寝ている間に
寝そべっている男のもとに、そっと一人の女が近寄った。
「ねぇ、幽霊って信じる?」
その声に驚きが隠せない男は、動揺しているにも関わらず、どこか冷静に返事をした。
「僕がどれだけ現実主義か、君が一番良く知っているだろう」
想像通りの返事に、つい笑みが浮かぶ。
平日の夜。普通の一軒家の、普通のリビング。何処にでも売っていそうなソファに寝そべる、仕事終わりの男。

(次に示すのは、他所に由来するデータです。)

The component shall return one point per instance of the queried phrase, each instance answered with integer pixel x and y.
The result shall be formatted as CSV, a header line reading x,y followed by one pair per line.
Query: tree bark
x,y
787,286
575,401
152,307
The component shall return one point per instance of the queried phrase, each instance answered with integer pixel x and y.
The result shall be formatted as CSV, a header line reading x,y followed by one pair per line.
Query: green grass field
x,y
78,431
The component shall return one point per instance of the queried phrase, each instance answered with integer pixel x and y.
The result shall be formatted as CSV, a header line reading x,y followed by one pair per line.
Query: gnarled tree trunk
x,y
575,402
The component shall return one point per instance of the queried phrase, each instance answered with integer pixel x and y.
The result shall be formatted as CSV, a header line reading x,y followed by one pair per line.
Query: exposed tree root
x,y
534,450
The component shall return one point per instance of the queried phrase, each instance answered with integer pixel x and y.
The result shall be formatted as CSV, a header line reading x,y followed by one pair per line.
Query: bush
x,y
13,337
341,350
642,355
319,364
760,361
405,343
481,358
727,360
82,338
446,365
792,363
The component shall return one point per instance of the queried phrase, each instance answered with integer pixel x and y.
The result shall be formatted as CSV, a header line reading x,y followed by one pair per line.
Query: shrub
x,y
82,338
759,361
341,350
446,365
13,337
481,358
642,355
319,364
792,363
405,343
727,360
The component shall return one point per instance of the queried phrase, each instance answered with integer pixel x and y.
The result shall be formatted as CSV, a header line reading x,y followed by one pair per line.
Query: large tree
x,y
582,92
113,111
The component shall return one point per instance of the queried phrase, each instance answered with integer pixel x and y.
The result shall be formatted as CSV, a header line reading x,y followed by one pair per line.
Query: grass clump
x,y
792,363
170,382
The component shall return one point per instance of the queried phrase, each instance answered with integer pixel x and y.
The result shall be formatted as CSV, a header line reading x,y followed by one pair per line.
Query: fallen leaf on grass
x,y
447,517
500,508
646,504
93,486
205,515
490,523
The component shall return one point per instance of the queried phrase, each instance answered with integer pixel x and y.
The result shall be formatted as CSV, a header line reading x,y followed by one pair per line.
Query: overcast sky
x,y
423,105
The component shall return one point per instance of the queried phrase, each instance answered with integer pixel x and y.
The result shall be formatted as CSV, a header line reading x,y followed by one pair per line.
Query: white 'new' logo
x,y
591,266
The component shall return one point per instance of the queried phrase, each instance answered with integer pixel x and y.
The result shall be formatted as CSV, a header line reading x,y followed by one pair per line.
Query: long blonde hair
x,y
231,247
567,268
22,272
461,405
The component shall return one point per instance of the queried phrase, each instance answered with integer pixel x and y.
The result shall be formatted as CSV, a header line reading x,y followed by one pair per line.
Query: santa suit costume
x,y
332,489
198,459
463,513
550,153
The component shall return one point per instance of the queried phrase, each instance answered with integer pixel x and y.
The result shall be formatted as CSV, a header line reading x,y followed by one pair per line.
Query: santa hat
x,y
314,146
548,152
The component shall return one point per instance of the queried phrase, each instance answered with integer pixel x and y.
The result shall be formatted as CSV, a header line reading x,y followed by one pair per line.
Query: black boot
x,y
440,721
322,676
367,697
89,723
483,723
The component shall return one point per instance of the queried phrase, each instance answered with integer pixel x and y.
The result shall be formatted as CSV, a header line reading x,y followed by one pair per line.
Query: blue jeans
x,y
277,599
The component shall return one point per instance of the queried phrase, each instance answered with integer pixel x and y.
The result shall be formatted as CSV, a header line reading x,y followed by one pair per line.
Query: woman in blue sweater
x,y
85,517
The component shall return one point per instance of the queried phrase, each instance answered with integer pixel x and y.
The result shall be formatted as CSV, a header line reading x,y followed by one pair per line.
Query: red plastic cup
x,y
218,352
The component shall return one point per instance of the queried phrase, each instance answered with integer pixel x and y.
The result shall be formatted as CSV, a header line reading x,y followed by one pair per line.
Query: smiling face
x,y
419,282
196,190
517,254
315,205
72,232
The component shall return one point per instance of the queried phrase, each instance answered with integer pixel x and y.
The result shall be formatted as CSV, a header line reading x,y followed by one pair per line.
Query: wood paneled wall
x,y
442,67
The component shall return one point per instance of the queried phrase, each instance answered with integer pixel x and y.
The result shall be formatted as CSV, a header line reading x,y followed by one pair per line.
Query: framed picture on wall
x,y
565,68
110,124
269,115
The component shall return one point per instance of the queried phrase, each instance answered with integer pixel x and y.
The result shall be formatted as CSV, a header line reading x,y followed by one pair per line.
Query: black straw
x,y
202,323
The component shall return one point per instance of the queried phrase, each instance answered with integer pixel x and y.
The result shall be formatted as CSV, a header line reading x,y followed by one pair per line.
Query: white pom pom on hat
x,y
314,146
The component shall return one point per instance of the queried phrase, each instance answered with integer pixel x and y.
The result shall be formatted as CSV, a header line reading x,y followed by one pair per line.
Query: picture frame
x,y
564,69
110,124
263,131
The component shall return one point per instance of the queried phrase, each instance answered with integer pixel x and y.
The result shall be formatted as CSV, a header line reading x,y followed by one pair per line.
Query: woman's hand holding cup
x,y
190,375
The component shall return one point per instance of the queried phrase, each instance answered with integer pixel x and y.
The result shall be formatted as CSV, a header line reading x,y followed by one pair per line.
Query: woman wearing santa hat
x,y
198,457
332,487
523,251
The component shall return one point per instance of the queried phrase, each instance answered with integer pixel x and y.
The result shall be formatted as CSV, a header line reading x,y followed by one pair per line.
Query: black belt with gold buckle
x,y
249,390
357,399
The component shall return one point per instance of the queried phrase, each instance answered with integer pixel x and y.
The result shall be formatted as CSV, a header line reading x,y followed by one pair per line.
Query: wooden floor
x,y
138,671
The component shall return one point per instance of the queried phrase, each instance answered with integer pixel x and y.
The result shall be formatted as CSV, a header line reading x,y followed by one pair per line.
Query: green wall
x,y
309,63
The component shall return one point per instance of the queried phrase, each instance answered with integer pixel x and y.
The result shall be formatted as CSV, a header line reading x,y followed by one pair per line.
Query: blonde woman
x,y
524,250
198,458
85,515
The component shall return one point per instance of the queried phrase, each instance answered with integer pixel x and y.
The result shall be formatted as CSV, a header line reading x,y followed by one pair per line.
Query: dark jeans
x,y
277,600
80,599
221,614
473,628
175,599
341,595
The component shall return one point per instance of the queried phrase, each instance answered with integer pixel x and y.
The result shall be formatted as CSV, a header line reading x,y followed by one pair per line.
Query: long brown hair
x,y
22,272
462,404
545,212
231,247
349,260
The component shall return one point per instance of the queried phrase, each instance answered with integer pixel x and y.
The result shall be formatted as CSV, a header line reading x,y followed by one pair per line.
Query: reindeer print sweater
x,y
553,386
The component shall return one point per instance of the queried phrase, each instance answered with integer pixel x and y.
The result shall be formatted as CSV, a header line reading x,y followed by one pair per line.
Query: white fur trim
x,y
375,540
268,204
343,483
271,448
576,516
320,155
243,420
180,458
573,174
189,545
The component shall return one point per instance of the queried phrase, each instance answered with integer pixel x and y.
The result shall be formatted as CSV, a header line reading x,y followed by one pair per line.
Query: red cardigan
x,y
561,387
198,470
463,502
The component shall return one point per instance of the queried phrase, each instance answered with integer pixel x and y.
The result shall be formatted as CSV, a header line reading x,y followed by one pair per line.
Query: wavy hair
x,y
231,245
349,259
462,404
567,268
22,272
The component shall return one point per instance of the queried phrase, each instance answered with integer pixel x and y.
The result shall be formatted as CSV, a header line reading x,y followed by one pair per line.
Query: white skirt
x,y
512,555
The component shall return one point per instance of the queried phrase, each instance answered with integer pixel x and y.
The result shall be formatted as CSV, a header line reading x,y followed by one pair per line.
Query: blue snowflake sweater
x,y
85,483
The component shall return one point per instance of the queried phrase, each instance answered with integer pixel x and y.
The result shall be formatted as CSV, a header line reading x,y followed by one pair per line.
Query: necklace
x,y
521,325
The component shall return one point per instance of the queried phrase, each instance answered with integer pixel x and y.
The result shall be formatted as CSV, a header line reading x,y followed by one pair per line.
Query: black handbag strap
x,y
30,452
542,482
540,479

疲れた表情が、愛しい人との会話で少し和らいだ気がした。
「でも、信じてみても良いかもしれない」
「なによ、それ」
声を出して笑う女。上から目線の男に呆れているのだろうか。
「幽霊という存在は恐れの対象にもなるが、誰かを救う対象にもなる。その存在を信じることで、気持ちを強く持てる人もいる」
「そうね」
「だがやっぱり不確定だ」
「それもそうね」
「いつ現れるか、何をしたいか、分からない」
思想や価値観といった踏み込んだ内容のようだが、変わらず会話のテンポは良い。
「私は、分かる気がする」
「へぇ」
「きっと彼らは何かを願っているのよ。生者の前に現れる幽霊って、未練があるってことじゃない?」
「そうかもしれない」
「何かを叶えてほしいから、きっと現れるんだわ」
「じゃあ、願いが叶えば見えなくなるのかい?」
「ええ、そうよ。満足していなくなるの」
凛とした声が男の頭に響く。
自信ありげに話す女に、男の心は納得と怪訝で埋め尽くされる。
「……じゃあ、どんな願い、どんな未練があると思う?」
「うーん……ネットの閲覧履歴を消して欲しい、とか」
「少々俗物的だね」
「あら、きっとみんなこんなものよ」
「それなら、例えば君は……どうなんだい」
「私?」
静かな時間は、女の表情を穏やかなものから、どこか寂しげなものへと変えていった。
「……大切な人に、愛と感謝を伝える」
「それが、君の未練だと?」
「ええ」
答えた女は深呼吸をする。
そして笑みと涙を浮かべながら、丁寧に言葉を紡いだ。
「……今までありがとう。貴方と出逢えて本当に幸せだったわ」
「……」
「ずっと、愛しています」
「……うん、僕もだよ。僕も、愛しているよ」
最後は柔らかい笑顔だった。
その表情を噛み締めながら、男は涙に濡れた夢から覚めたのだった。